Kebobrokan Dinasti Politik Kian Menggila, Tapi MK Membolehkannya

2
458
Bupati Kutai Kartanegara Rita Widyasari saat bagi-bagi laptop ke warganya Foto : 1NEWS

Nusantara.news, Jakarta – Kendati namanya selalu unggul di sejumlah lembaga survei namun Bupati Kutai Kartanegara (Kukar) Rita Widyasari harus membuang mimpinya menjadi Gubernur Kalimantan Timur Sebab KPK sudah menetapkannya menjadi tersangka korupsi.

Penetapan Rita Widyasari sebagai tersangka korupsi semakin membuktikan bobroknya dinasti-dinasti politik di sejumlah daerah Bahkan korupsi menurun dari orang tua ke anak. Contohnya Rita yang juga anak kedua dari tiga bersaudara. Ayahnya, Syaukani Hasan Rais adalah Bupati Kukar yang berstatus terpidana korupsi.
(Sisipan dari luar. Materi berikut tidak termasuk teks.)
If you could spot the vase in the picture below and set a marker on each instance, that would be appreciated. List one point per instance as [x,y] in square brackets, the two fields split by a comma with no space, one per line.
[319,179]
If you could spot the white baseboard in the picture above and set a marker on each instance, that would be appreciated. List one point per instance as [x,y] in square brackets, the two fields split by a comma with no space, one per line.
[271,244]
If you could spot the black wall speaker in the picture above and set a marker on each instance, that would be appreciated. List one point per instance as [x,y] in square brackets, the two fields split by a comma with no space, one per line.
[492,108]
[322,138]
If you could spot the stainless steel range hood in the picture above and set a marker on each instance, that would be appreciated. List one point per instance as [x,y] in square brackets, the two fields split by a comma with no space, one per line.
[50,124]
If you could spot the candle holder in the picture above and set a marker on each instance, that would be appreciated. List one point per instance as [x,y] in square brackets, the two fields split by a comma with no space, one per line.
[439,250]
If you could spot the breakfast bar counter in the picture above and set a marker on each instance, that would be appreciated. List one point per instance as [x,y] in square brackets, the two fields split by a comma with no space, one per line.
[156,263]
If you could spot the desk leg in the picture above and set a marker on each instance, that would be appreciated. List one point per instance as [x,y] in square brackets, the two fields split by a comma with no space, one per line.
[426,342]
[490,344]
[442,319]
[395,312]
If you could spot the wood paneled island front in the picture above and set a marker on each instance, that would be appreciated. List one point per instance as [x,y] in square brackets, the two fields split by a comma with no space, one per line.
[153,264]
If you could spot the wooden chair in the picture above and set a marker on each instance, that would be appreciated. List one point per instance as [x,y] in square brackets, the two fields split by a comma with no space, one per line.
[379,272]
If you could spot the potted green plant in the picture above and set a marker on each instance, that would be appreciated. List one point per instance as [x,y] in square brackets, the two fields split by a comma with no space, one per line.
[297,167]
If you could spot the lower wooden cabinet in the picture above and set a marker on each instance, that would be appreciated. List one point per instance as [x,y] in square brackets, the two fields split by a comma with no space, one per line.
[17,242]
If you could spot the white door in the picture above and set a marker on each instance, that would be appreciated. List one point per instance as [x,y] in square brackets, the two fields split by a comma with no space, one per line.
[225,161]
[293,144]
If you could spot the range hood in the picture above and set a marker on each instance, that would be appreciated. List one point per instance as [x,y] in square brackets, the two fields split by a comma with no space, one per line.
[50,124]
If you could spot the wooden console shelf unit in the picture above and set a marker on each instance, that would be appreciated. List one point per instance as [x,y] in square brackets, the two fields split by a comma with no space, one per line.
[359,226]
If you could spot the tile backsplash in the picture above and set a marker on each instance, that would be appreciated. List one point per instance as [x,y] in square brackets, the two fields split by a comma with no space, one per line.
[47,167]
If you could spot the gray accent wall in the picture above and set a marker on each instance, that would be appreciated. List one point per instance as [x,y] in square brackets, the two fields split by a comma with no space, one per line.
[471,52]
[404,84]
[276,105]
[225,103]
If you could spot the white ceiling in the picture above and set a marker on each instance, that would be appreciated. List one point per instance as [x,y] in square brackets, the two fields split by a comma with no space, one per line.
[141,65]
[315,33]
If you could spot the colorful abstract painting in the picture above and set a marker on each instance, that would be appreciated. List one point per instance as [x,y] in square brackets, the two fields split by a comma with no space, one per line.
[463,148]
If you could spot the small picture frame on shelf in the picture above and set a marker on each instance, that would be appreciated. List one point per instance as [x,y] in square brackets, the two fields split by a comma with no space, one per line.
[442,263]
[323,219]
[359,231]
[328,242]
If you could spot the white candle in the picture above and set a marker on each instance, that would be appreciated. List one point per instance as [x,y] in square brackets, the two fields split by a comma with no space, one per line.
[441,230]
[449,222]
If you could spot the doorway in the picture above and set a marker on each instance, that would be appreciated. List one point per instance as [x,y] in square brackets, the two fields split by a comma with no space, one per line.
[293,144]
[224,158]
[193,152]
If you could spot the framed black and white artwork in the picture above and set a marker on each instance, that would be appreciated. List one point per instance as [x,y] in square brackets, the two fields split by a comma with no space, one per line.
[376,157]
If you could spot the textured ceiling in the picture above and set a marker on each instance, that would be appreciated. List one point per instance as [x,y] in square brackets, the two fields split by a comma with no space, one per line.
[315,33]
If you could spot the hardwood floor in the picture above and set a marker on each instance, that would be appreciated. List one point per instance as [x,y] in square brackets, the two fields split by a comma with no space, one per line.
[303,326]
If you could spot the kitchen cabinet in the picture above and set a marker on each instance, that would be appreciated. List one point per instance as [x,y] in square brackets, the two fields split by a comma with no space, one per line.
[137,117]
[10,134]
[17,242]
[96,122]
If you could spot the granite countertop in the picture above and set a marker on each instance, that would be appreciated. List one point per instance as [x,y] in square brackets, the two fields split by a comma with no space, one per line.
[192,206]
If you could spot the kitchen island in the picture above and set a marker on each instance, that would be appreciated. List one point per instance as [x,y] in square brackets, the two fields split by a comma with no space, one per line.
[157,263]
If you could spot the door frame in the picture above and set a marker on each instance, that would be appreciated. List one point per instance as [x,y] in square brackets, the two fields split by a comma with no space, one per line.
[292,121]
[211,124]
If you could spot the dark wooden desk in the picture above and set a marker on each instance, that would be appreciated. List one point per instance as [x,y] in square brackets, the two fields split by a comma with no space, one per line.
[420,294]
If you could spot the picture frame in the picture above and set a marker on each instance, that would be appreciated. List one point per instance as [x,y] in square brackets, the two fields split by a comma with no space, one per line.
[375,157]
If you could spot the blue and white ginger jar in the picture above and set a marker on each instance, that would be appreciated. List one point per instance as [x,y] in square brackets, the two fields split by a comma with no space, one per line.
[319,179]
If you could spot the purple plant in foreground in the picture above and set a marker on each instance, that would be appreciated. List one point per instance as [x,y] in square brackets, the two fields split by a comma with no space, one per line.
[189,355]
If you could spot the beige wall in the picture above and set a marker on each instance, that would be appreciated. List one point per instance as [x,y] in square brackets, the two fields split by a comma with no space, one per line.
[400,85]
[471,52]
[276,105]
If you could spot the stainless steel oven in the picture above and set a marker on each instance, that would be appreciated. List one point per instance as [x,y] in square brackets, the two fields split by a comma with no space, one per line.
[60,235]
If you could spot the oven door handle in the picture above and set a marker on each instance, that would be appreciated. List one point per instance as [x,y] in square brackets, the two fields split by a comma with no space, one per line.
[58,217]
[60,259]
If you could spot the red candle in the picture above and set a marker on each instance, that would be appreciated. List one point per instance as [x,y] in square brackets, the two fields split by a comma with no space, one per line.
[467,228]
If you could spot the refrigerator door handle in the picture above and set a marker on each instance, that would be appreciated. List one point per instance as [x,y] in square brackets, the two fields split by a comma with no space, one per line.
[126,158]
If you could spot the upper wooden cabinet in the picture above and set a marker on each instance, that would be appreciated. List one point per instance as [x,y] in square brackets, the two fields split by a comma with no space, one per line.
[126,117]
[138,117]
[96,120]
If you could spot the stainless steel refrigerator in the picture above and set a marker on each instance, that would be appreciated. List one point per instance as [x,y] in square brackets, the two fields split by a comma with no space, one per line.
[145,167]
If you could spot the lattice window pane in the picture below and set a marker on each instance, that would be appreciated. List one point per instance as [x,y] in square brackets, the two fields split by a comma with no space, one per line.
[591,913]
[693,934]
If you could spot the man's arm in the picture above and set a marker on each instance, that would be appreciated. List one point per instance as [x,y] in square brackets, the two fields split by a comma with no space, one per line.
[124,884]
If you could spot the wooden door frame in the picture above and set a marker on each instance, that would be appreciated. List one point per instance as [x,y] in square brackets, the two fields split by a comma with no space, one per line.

Bukan Kukar saja yang penguasa dinasti politiknya korupsi berkesinambungan dari bapak ke anak. Sebelumnya di Cilegon, Banten, Tubagus Iman Ariyadi, walikotanya, juga ditetapkan KPK sebagai tersangka korupsi. Bahkan Iman Ariyadi langsung dijebloskan ke penjara setelah KPK melakukan operasi tangkap tangan (OTT) yang menjaring anak buahnya.

Seperti halnya Rita, Iman adalah anak kandung dari Aat Syafaat, walikota sebelumnya yang juga berstatus terpidana korupsi. Kedua-duanya juga sudah memenangkan periode keduanya dalam memimpin daerah masing-masing. Bedanya Rita sedang berjuang meraih jabatan Gubernur, sedangkan Iman mungkin hanya menunggu hingga masa jabatannya berakhir.

Selain Iman dan Rita, satu keluarga dalam dinasti politik yang terlibat korupsi secara berkesinambungan adalah Kabupaten Klaten. Di Kabupaten itu, sejak tahun 2000 hingga sekarang jabatan Bupati dan Wakil Bupati hanya dikuasai oleh dua keluarga secara bergantian, yaitu keluarga Almarhum Haryanto Wibowo dan Keluarga Sunarna.

Bupati Klaten Sri Hartini yang dijebloskan penjara oleh KPK terkait kasus gratifikasi mutasi jabatan adalah istri dari Bupati Klaten Haryanto Wibowo (2000-2005). Sebelum menjabat Bupati, Sri Hartini mendampingi Bupati Sunarna menjadi wakilnya selama dua periode. Sunarna sebelumnya adalah Wakil Bupati yang mendampingi suaminya Haryanto Wibowo. Dan saat menjabat bupati, Sri Hartini pun mengajak Sri Mulyani, istri Sunarna menjadi wakilnya.

Rekam jejak suami Sri Hartini, Haryanto berkali-kali menjadi tersangka korupsi. Sayang, KPK baru bergerak pada akhir 2004. Sehingga Haryanto selamat dari jeruji besi. Padahal, Kepolisian Wilayah Surakarta pernah menjadikannya tersangka korupsi pengadaan buku paket tahun ajaran 2003-2004 senilai Rp4,7 miliar. Tapi kasusnya menguap begitu saja.

Almarhum Haryanto juga pernah tersandung kasus penggunaan anggaran daerah untuk perjalanan ke luar negeri. Pada 2001, Haryanto menemani sejumlah pengusaha Klaten berangkat ke Jepang atas undangan Japan International Agency (JICA). Bupati mendapat uang saku Rp58 juta. Namun ada anggaran lain bersumber dari APBD sebesar Rp65 juta.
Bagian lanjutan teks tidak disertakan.